Tanssion > blog > Audio Products > Buzzer: Structure, Working Principle and Parameters

Buzzer: Structure, Working Principle and Parameters

Author: Tanssion Date: 2023-08-29 Hits: 0

Ⅰ. What is a buzzer?
Ⅱ. The structure of the buzzer
Ⅲ. The working principle of buzzer
Ⅳ. The production of the buzzer
Ⅴ. Parameters of the buzzer
Ⅵ. The typical circuit of the buzzer
Ⅶ. The advantages and disadvantages of the buzzer
Ⅷ. The component selection of the buzzer circuit
Ⅸ. The difference between active buzzer and passive buzzer
Ⅹ. Precautions for using the buzzer

Ⅰ. What is a buzzer?

The buzzer is an electronic sounder with an integrated structure. It is powered by DC voltage and is widely used as a sounding device in electronic products such as computers, printers, copiers, alarms, electronic toys, automotive electronic equipment, telephones, and timers. For example, the host computer of a desktop computer will make a "beep" sound when it is turned on, and the washing machine will make a sound when the button is pressed and the laundry is completed. These are all sent by the buzzer. The buzzer is represented by the letter "H" or "HA" in the circuit (the old standard uses "FM", "ZZG", "LB", "JD", etc.).
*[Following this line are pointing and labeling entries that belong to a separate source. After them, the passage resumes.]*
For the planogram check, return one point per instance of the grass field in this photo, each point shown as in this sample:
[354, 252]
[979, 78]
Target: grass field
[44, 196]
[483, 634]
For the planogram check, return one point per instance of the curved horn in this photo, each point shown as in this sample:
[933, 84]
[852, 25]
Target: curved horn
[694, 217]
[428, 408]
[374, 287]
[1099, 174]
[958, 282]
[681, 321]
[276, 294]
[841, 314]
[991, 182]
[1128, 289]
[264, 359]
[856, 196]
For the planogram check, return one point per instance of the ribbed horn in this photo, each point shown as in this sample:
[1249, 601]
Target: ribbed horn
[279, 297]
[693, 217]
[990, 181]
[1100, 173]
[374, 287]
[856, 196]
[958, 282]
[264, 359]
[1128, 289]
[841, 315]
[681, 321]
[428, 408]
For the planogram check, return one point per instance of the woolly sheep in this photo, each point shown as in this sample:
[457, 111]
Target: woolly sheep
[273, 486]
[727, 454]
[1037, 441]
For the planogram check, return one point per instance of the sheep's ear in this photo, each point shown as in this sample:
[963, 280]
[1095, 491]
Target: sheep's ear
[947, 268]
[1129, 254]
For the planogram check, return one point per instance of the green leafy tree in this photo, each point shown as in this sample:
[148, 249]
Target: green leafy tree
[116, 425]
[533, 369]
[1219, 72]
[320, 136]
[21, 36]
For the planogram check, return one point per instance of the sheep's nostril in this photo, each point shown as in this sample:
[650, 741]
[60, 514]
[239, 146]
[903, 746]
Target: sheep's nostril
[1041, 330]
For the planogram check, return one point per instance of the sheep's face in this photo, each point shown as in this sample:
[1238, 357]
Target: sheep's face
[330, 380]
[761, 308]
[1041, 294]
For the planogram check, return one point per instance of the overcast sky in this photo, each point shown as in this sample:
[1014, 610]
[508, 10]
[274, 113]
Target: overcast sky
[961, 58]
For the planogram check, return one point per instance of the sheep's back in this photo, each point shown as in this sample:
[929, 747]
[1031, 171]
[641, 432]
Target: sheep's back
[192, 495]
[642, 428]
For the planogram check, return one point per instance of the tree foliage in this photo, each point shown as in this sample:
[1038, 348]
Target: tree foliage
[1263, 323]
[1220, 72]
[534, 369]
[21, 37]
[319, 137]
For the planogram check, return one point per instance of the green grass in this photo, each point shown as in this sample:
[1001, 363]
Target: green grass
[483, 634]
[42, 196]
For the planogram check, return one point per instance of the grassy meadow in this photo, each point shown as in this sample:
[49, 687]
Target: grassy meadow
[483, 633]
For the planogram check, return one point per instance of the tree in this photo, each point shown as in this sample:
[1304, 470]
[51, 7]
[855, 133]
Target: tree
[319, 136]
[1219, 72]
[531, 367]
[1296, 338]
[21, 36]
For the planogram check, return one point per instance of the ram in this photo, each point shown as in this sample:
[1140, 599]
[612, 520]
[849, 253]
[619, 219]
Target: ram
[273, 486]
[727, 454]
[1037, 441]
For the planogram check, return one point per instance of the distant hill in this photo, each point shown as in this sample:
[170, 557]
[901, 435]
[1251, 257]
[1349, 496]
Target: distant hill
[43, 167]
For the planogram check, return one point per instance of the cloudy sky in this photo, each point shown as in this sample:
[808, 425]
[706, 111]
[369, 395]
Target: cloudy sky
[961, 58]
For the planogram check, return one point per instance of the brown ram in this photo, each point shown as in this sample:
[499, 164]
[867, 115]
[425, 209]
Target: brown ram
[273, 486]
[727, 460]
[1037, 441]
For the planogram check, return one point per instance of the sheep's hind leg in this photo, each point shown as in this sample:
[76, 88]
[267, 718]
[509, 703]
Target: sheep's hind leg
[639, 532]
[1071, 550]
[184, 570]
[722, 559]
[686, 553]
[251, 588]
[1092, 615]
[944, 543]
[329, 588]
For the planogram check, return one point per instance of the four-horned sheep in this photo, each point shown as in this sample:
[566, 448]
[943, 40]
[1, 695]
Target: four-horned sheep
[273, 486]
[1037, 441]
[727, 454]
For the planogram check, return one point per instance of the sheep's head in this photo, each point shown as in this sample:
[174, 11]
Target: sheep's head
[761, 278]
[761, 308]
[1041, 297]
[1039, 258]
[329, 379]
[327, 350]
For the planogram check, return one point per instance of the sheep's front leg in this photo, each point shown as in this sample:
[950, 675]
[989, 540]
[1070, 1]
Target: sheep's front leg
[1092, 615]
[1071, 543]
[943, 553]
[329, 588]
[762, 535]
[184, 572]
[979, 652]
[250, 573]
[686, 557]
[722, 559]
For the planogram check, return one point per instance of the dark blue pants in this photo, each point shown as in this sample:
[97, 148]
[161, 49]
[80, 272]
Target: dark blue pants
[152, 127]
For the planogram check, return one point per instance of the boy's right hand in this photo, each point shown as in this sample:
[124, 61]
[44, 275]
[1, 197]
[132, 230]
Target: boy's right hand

Ⅱ. The structure of the buzzer

1. Piezoelectric buzzer structure

(1) Leads: The piezoelectric sheet is connected to the circuit through the leads. When a voltage is applied, the leads transmit the voltage to the piezo.

(2) Diaphragm: The piezoelectric sheet is connected to a diaphragm, usually made of metal or plastic material. The vibrating membrane also vibrates when the piezoelectric sheet vibrates, thereby amplifying sound production.

(3) Piezoelectric Element: This is the core element of the buzzer, usually made of piezoelectric ceramic materials, such as piezoelectric ceramic wafers. When a voltage is applied, the piezoelectric sheet is mechanically deformed, causing vibrations.

(4) Backplate: There is a backplate under the vibrating membrane, which forms a cavity with the vibrating membrane. When the diaphragm vibrates, the air inside the cavity also vibrates, producing sound.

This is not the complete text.